III. Gazze: Bir Laboratuvar mı, Bir Mahşer mi?
Gazze’de yaşananlar birer istatistik değil; ilahî bir imtihanın sahnesidir. İnsanlık, burada sınanıyor. Vicdanlar, inançlar, akıllar ve ideolojiler Gazze’de tartılıyor.
Kur’an’da Hz. Nûh’un duası (Nûh Sûresi 26–28), çağlar üstü bir hakikati dile getirir: Zalim nesiller, kendileri gibi zalimleri doğurur. Onları yeryüzünde bırakmak, sadece zulmü çoğaltır. Bugün de Gazze’de İsrail’in yaptığı sadece mevcut halkı yok etmek değil; yeryüzüne yeni Firavunlar doğurmaktır.
- İbretlik Bir Sessizlik: Kimin Duvarı Daha Kalın?
Gazze halkı “Duvarlara mı konuşuyoruz?” diye haykırıyor. Bu, sadece çaresiz bir halkın değil, hakikatin sesini duyuramayan bir dünyanın da çığlığıdır. Belki de en kalın duvarlar, Beyaz Saray’ın, Avrupa Parlamentosu’nun veya Birleşmiş Milletler’in içindedir.
- Kaderin Sırrı: Sessizlik, Zulmü Değil, Sonu Hazırlar
Tarih, zalimlerin saltanatının sonsuz olmadığını defalarca gösterdi. Ancak bu defa farklı olan şey, zulmün kameralar önünde, canlı yayınla yapılmasıdır. Belki bu, ahir zamanın alâmetidir. Belki bu, dünyanın kıyamete en yakın aynasıdır.
Ama Allah’ın vaadi haktır: “Zalimler için asla kurtuluş yoktur.” (Kasas, 37)

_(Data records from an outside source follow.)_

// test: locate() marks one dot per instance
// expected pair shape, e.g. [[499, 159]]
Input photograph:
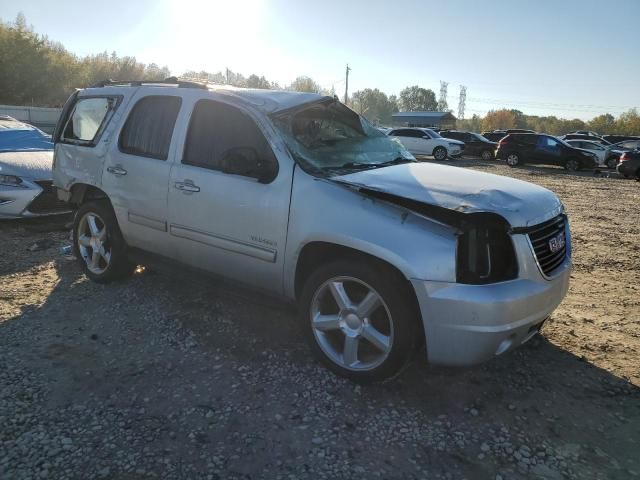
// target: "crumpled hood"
[[521, 203], [32, 165]]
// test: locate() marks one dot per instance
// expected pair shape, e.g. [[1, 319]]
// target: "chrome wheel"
[[440, 153], [513, 160], [93, 244], [351, 323]]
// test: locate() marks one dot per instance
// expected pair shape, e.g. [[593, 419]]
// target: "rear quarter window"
[[149, 127]]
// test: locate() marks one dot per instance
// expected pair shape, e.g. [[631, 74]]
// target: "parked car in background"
[[629, 165], [627, 145], [474, 143], [620, 138], [496, 135], [424, 141], [585, 132], [26, 158], [579, 136], [382, 252], [607, 155], [519, 148]]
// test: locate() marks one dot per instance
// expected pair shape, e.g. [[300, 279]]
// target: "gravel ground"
[[168, 375]]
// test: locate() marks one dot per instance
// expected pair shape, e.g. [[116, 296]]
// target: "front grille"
[[47, 201], [541, 236]]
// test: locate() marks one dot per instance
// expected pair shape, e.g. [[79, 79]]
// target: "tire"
[[98, 243], [513, 159], [372, 346], [440, 153], [572, 165]]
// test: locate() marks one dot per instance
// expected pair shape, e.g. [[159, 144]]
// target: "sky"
[[572, 59]]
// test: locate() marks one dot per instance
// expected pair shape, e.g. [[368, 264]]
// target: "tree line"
[[35, 70]]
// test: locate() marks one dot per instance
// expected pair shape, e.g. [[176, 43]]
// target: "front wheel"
[[440, 153], [98, 243], [513, 159], [360, 320], [572, 165]]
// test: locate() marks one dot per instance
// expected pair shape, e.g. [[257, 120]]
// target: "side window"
[[87, 119], [148, 130], [223, 138]]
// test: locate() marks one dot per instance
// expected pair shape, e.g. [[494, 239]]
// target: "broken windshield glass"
[[327, 137]]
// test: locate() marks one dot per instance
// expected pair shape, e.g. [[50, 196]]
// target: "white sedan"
[[607, 155], [424, 141]]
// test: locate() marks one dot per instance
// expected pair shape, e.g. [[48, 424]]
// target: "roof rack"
[[138, 83]]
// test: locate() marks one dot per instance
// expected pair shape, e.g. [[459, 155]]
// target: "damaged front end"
[[485, 253]]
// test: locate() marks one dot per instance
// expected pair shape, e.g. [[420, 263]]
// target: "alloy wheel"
[[440, 154], [351, 323], [93, 244]]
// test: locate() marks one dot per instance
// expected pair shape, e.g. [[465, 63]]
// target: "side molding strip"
[[148, 222], [224, 243]]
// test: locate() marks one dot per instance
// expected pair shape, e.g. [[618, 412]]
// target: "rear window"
[[148, 130], [87, 120]]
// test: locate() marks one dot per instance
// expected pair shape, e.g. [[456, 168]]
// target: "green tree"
[[374, 105], [417, 99], [304, 84]]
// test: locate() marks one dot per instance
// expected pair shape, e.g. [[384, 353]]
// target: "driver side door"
[[222, 217]]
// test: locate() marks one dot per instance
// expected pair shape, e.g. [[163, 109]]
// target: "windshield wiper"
[[368, 166]]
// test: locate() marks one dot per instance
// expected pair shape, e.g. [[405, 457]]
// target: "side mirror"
[[246, 161]]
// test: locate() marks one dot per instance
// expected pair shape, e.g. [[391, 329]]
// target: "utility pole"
[[463, 101], [346, 85]]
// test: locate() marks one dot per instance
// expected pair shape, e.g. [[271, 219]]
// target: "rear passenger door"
[[136, 172], [224, 216]]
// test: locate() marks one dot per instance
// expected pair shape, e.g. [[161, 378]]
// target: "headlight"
[[485, 251], [10, 180]]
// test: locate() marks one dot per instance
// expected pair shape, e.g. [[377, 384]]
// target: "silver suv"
[[296, 194]]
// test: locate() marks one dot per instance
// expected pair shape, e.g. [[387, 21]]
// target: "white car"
[[424, 141], [606, 156]]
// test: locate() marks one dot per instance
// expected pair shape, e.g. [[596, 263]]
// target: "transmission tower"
[[462, 102]]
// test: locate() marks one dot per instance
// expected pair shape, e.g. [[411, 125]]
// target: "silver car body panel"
[[30, 167], [255, 232]]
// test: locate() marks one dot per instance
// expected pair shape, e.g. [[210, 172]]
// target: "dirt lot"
[[173, 376]]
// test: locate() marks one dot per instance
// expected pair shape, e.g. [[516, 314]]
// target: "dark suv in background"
[[496, 135], [519, 148], [475, 144]]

Sonuç: Zamanın Şahitliği ve Duanın Gücü
Zaman, hem zalimi hem mazlumu yazar. Ancak Allah’ın defterine, yalnızca niyet ve dua geçer. Bugün bizler, Yusuf es-Safedi bebek için ağlamıyorsak, kendimiz için ağlamalıyız. Zira vicdanını kaybetmiş bir toplumun geleceği, bombadan daha tehlikelidir.
Ey Rabbimiz! Hz. Nûh’un duasıyla dua ediyoruz: Zalimlerin kökünü kurut! Onlara mühlet verme. Onlar senin kullarını yoldan çıkarıyorlar. Bizi ve tüm mazlumları bağışla. Gazze’yi sabırla, bizi dirayetle donat. Âmin.
Özet:
İsrail’in Gazze’ye yönelik zulmü, sadece bir savaş değil, insanlığın utancıdır.
Almanya bile bu zulme destek vermekten yorulmuş, diplomatik çağrılar yapmıştır.
Bilim ve teknoloji ahlâk temelli olmadığında zulme aracılık eder.
Gazze halkı açlıktan ölürken dünya sessiz ve etkisiz kalmakta.
Kur’an’da Hz. Nûh’un duası, zalimlerin kökünün kazınması için bir kıyam çağrısıdır.
İnsanlığın vicdanı ve duası hâlâ Gazze’den sorumludur.
Sonuç: Zulüm devam edebilir; ama ebedi değildir. Zulmün sonu, kaderin hakemliğinde yazılır.
********
“Nûh dedi ki: “Rabbim! Yeryüzünde dolaşan bir tek kâfir bile bırakma!
Bırakacak olursan, onlar senin kullarını yoldan çıkarırlar ve ancak kendileri gibi ahlâksız, günahkâr ve azılı kâfir nesiller yetiştirirler.
Rabbim! Beni, anne-babamı, mü’min olarak evime girenleri, bütün mü’min erkeklerle mü’min kadınları bağışla! Zâlimlerin ise ancak helâkini artır! Köklerini kurut!” Nuh Sûresi 26-28. Ayet.
Allahım aynı bedduayı İsrail ve destekçileri için de uygula.